1816 Guatemala earthquake
- UTC time: 1816-07-22 15:30
- Local date: July 22, 1816
- Local time: 09:30
- Magnitude: ~7.5 M_{w} (est.)
- Depth: 30.0 km (18.6 mi)
- Epicenter: 15°30′N 91°30′W﻿ / ﻿15.5°N 91.5°W
- Areas affected: Guatemala
- Max. intensity: MMI IX (Violent)
- Casualties: 23 killed

= 1816 Guatemala earthquake =

The 1816 Guatemala earthquake occurred at 15:30 UTC on 22 July. It had an estimated magnitude of 7.5 to 7.75 on the and a maximum perceived intensity of IX (Violent) on the Mercalli intensity scale. The quake, at a depth of 30.0 km (18.6 mi), was caused by movement on the Chixoy-Polochic Fault. The area affected by shaking up to intensity VII (Very strong) was at least 13,000 km^{2}. At least 23 deaths were reported.

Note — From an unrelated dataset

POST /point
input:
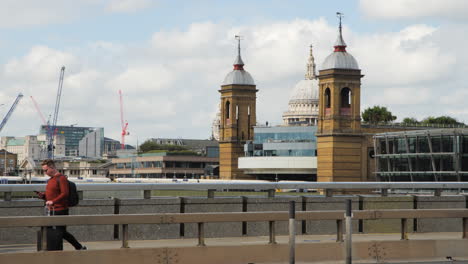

The discovery of this earthquake 175 years after it occurred was based on study of historical documents, and is notable for showing that this portion of Guatemala, previously believed by many planners to be of low seismic risk, has experienced, and is at further risk of, very large earthquakes.